This book is set in a comic book world. Rather than in Gotham, they are in Cathedral City (because there are a lot of Cathedrals in the city. Get it.)

It started off well. The hero of the story is Lincoln Wade. He comes off as a cross between brilliant inventor Tony Stark and vigilant Batman. He works out of a cave located underneath his modest home which is built on the ruins of the family mansion which had been burned down years ago.

Lincoln is presented as a villain since he has practiced both murder and mass murder and is plotting with two other people against the City. But we come to learn that all the people he is murdering were involved in a project which tortured children. That makes him more of a vigilante than a arch-villain.

Lincoln’s motorcycle malfunctions on cold, rainy night right in front of Molly Masters while she happens to be towing a trailer with her brother’s motorcycles inside. Very convenient. Lincoln commandeers her truck and trailer and makes her take him home down a long winding dirt road. I love that he insisted on driving since the road was slick and dangerous, but then he gets out of the car, takes his motorcycle, and leaves Molly to turn the truck and trailer around and find her own way out. Not surprisingly, the dirt road has become muddy in the continuing storm and Molly get stuck.
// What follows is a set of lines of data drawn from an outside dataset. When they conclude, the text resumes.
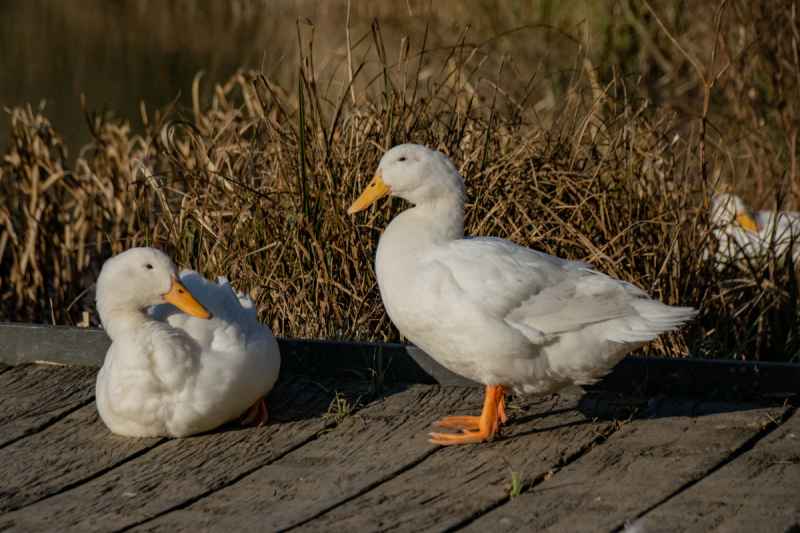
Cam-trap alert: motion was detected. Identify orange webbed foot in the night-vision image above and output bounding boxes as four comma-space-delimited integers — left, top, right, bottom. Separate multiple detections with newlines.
428, 385, 508, 446
239, 398, 269, 428
433, 416, 481, 431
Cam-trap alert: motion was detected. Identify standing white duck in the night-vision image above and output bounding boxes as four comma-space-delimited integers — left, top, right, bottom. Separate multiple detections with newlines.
347, 144, 697, 445
96, 248, 280, 437
705, 194, 800, 270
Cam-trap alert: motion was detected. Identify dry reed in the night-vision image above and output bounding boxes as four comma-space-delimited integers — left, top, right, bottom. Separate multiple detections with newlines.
0, 9, 798, 361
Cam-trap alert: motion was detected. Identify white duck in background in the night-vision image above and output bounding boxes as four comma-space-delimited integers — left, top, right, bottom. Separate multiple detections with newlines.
706, 194, 800, 270
347, 144, 697, 445
96, 248, 280, 437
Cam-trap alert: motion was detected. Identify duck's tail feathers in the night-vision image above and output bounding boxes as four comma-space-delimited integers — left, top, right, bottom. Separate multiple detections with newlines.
609, 300, 698, 344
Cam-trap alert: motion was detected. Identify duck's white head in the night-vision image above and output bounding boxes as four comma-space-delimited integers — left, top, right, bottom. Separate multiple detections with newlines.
711, 194, 760, 232
347, 144, 466, 215
96, 248, 211, 329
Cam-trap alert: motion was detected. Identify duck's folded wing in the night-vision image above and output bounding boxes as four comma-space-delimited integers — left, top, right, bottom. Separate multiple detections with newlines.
438, 238, 680, 344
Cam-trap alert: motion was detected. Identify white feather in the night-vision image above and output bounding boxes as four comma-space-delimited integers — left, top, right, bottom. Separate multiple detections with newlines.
368, 145, 697, 394
96, 249, 280, 437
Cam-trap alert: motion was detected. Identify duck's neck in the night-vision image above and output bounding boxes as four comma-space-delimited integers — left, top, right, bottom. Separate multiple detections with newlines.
376, 194, 464, 270
100, 308, 155, 341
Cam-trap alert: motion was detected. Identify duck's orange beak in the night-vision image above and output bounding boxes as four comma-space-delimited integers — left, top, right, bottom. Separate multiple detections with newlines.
347, 169, 392, 215
163, 278, 213, 319
736, 211, 761, 233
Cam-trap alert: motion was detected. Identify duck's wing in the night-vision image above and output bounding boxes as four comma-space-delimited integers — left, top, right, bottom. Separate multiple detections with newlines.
438, 237, 694, 344
149, 269, 272, 352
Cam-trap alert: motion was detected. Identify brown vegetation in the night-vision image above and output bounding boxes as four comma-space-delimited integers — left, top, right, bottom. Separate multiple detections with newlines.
0, 0, 800, 361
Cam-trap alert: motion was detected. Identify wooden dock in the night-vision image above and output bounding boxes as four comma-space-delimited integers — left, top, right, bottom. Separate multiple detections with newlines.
0, 322, 800, 533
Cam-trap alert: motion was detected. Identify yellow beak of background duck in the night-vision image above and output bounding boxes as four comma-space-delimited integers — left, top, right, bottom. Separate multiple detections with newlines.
736, 212, 759, 233
163, 278, 213, 319
347, 169, 392, 215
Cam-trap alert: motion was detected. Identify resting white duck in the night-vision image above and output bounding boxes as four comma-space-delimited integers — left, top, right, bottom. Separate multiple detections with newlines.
96, 248, 280, 437
347, 144, 697, 445
706, 194, 800, 270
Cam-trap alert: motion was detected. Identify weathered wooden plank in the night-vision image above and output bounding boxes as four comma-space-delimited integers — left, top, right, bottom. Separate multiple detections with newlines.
465, 398, 775, 532
278, 386, 613, 532
126, 385, 482, 531
0, 365, 97, 448
0, 378, 362, 531
636, 408, 800, 533
0, 323, 111, 366
0, 402, 162, 513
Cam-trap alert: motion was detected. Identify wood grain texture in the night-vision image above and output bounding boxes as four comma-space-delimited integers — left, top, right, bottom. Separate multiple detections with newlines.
130, 385, 483, 532
0, 365, 97, 448
0, 378, 352, 531
636, 413, 800, 533
0, 402, 163, 512
288, 386, 612, 532
465, 399, 774, 533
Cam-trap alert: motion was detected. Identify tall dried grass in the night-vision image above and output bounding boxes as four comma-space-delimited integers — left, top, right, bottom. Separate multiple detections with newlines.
0, 10, 798, 360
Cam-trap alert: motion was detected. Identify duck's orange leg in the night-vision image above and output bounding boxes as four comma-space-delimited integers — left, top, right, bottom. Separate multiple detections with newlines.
429, 385, 508, 446
239, 398, 269, 428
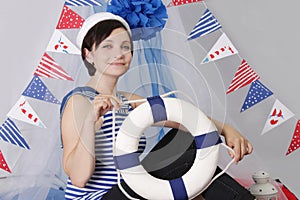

She ends up walking straight into the bat cave since the door was left open and discovers that there is more to Lincoln than just a pushy asshole. Hint for the future: Try to sneak away before he sees you rather than confronting the possible psychopath in his death cave. He has no choice but to roofie her and take her home.

Molly wakes up with no memory of Lincoln and heads off to her new job as a Detective for the Cathedral City Police. Here she receives no training and no respect and there is no doubt that the police force is crooked. But Molly keeps getting flashes of memory which are making her feel crazy.  Brand new Detective Molly is sent to the offices of Blue Corp to investigate a rash of suicides by their top scientists.  Blue Corp is the most important company in Cathedral City so, of course, you send your rookie detective to investigate and she really doesn’t do a great job.  In fact, after one death, she doesn’t even get there until they have already cleaned up the room.  What?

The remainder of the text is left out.